Backyard and Beyond

Starting out from Brooklyn, an amateur naturalist explores our world.

As John Burroughs said, “The place to observe nature is where you are.”

B.B. Cuckoo

The Black-billed Cuckoo is relatively elusive, which is surprising for such a long-tailed creature. “Sluggish and secretive” says Cornell’s All About Birds about Coccyzus erythropthalmus. I was surprised on Friday when a popped into eye-level view at Brooklyn Bridge Park.

I see the Yellow-billed (C. americanus) more often — and that isn’t that often.
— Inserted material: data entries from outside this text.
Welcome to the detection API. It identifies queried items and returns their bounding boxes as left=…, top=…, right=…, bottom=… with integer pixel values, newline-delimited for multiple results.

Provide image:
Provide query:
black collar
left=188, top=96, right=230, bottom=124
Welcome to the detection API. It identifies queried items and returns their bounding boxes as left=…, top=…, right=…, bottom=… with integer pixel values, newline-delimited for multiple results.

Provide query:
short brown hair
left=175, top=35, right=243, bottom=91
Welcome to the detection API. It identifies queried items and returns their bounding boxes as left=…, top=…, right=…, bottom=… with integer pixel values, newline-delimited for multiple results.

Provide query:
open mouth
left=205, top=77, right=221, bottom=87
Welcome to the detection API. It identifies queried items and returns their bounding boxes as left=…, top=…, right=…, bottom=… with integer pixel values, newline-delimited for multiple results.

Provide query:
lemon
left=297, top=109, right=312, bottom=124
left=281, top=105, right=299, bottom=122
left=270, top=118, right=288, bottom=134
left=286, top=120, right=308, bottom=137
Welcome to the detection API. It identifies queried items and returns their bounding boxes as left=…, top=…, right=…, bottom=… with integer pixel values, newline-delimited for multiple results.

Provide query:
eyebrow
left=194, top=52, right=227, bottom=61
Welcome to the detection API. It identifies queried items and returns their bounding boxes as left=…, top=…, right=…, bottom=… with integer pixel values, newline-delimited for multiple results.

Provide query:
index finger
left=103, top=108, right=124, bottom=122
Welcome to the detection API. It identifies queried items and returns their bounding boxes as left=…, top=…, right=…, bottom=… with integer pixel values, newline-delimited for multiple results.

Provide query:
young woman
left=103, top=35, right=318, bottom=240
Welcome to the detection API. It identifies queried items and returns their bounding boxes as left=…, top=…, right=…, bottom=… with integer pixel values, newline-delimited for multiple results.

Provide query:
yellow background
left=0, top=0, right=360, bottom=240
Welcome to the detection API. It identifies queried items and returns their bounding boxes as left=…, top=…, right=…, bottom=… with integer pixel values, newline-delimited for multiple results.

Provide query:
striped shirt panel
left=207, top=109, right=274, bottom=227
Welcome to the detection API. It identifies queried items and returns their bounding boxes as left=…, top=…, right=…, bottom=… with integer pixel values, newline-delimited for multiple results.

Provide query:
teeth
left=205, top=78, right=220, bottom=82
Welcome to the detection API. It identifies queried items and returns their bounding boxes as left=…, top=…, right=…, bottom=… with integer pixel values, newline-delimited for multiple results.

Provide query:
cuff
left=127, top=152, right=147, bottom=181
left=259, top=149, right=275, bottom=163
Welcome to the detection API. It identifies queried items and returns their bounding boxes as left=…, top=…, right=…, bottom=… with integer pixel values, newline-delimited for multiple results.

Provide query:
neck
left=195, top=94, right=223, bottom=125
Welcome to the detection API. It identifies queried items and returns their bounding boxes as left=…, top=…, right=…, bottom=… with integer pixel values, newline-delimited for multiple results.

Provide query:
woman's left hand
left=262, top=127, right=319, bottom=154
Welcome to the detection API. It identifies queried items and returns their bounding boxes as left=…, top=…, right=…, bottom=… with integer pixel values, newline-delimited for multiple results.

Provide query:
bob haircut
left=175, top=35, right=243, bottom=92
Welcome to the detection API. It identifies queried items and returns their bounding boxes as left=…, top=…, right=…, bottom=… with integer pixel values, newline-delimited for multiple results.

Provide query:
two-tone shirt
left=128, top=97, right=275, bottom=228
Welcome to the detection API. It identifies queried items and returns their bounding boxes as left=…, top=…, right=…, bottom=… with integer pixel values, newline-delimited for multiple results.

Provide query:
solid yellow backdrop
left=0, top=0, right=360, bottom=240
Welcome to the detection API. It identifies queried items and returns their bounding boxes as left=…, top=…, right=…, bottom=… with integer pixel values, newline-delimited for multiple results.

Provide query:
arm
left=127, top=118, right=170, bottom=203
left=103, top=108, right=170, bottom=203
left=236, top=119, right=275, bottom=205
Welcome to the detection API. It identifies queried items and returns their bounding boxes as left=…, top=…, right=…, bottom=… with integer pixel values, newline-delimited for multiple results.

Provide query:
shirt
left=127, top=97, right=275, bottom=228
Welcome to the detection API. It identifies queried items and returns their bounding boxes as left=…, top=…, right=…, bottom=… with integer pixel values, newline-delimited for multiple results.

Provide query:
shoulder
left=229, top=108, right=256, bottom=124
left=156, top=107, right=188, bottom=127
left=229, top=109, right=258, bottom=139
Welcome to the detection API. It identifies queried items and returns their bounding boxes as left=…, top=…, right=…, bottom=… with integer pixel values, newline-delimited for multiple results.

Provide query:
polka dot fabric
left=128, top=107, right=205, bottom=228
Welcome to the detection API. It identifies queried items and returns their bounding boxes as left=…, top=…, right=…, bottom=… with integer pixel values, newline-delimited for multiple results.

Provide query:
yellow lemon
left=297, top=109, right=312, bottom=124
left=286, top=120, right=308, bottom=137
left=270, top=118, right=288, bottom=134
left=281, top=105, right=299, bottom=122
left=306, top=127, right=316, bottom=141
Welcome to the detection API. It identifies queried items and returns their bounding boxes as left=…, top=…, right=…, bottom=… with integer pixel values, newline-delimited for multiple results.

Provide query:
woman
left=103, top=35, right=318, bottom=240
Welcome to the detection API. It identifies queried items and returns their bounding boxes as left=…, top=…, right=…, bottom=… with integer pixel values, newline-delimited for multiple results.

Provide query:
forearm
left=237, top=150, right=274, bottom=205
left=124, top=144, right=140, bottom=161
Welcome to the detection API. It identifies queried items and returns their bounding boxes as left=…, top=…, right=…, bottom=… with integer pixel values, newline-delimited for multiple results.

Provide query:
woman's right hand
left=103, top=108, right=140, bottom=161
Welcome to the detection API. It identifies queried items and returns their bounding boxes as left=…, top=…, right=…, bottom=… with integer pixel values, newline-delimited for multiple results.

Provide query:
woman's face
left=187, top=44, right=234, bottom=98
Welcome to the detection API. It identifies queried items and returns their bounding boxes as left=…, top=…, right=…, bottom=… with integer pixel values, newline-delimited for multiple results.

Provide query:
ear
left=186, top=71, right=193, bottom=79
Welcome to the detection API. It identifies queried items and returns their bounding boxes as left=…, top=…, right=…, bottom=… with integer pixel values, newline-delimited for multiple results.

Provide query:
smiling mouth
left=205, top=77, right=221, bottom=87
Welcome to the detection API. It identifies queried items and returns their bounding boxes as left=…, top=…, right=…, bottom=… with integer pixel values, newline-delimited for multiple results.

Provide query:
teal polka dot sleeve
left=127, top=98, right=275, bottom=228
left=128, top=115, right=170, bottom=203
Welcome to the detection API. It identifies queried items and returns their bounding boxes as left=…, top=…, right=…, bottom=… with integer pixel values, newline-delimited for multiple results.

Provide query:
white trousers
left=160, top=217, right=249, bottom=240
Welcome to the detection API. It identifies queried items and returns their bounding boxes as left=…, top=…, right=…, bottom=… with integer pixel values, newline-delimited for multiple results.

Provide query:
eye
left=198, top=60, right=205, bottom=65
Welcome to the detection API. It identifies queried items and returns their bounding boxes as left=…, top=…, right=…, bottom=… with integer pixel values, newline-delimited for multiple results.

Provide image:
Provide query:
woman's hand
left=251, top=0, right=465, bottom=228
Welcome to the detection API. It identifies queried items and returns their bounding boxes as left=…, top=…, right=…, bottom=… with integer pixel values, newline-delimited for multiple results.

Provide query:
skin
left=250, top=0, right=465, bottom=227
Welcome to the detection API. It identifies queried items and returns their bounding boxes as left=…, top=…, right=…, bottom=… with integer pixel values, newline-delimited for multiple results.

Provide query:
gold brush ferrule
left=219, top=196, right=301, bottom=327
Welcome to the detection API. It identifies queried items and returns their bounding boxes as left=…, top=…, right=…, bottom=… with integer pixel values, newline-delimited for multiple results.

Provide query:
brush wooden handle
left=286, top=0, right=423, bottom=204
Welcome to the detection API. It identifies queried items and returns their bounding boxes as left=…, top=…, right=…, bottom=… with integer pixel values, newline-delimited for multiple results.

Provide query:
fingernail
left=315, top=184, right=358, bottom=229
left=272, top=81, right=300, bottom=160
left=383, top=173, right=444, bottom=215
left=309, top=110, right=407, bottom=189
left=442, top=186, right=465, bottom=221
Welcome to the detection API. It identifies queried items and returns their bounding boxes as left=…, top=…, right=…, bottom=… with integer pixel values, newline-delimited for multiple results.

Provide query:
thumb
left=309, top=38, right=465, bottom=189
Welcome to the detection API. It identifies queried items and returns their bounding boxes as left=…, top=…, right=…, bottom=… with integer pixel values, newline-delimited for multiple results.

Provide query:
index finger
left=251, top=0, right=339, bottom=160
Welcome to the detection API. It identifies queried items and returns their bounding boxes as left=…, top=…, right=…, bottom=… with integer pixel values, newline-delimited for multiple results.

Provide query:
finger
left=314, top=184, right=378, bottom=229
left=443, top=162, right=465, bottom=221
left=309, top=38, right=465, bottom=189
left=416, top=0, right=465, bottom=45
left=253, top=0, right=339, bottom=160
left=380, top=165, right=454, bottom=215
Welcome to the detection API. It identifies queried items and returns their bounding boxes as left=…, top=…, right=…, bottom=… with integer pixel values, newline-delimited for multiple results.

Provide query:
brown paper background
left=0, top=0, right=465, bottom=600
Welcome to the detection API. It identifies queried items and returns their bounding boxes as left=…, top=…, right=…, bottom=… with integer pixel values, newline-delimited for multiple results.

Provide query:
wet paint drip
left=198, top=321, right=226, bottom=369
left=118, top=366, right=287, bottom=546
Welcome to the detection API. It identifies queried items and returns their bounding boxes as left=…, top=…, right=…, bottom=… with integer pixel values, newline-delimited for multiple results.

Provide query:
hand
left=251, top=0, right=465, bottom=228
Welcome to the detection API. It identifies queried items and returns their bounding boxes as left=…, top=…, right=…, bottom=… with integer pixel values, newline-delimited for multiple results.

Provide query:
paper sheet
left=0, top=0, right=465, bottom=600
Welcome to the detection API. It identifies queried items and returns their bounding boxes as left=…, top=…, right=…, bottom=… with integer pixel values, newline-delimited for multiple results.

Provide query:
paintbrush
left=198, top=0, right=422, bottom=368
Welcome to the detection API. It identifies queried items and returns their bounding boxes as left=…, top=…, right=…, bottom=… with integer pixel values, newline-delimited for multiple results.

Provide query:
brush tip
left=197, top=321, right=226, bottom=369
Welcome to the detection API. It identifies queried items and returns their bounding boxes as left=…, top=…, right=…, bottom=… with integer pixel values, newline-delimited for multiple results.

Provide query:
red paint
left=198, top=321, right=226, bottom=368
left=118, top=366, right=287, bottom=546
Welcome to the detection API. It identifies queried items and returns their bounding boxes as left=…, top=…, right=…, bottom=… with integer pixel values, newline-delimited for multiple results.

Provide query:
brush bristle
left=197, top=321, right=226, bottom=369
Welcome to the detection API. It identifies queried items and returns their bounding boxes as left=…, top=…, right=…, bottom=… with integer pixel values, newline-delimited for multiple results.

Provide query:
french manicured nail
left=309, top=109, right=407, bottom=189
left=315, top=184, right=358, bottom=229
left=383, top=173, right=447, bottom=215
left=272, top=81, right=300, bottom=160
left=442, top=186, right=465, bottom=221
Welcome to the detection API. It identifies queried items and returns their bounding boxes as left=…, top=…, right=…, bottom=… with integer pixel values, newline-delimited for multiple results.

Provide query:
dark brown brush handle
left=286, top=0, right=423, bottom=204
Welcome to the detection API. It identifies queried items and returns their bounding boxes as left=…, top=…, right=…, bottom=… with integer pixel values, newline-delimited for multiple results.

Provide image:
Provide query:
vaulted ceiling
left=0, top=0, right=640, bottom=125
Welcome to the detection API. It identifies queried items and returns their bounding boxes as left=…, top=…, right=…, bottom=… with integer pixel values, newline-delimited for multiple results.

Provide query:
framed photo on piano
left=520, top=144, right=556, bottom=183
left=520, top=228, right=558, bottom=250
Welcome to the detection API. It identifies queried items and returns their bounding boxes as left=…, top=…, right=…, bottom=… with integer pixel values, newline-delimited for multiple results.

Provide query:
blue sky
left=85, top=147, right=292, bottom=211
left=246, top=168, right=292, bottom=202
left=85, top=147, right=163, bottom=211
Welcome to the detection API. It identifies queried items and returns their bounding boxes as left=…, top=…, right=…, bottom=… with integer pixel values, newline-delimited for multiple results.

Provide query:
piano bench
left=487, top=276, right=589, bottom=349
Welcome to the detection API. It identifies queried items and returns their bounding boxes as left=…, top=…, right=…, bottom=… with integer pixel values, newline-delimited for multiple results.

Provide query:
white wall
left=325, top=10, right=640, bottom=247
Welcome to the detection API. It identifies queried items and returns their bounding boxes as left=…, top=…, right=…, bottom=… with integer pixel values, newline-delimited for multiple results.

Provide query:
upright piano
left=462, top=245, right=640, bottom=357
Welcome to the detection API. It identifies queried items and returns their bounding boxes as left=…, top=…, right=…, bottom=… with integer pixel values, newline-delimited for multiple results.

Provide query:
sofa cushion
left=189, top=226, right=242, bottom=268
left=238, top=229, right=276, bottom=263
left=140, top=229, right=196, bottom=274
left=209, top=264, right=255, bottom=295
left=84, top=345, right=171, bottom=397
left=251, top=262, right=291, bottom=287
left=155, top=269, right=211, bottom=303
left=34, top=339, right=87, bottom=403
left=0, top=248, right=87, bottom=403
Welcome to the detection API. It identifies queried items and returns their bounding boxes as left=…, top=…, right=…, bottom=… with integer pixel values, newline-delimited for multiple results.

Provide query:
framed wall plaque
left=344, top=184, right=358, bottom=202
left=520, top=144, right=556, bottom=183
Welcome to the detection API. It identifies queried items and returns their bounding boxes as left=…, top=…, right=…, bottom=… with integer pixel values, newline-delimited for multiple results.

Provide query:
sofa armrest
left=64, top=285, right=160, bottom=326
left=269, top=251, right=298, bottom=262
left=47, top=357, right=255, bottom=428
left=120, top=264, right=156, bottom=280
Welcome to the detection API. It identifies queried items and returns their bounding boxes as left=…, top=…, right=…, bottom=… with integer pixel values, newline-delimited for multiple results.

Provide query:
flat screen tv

Both species are great devourers of caterpillars and tend to congregate around outbreaks of tent, fall webworm, and Gypsy moth caterpillars.

The Black-billed’s specific epithet erythropthalmus means “red eye,” although, of course it’s not the eye itself that is red but the lining.

But why “cuckoo”? “Coccyzus” refers to the famous Cuckoo (Cuculus canorus), but our New World birds are unrelated to the Old World one. They also aren’t brood parasites like that Cuckoo so famously is. That Cuckoo lays its eggs in the nests of other bird species, like our Brown-headed Cowbird, and gave us everything from “cuckoldry” to metaphors of humans being the animal that doesn’t make its own nest (Thoreau, Holmes).

But evidently the cuckoos of the Americas were thought to sound a little like the Cuckoo… which really does sound like a cuckoo clock. The name imitates the bird’s sound so well that it’s found in classical Greek (kokkux), modern Greek (kukkus), Latin (cuculus), Italian (cuculo) French (coucou), German (kuckuck), Swedish (gök)… and, taking us down the Indo-European road, Sanskrit (kokila).

Spencer: “The merry Cuckow, messenger of Spring.”

And the famous round:

Svmer is icumen in
Lhude sing cuccu
Groweþ sed
and bloweþ med
and springþ þe wde nu
Sing cuccu

Our cuckoos are declining, due to our chemical/neurological war on life. In the UK, theirs are disappearing; ditto.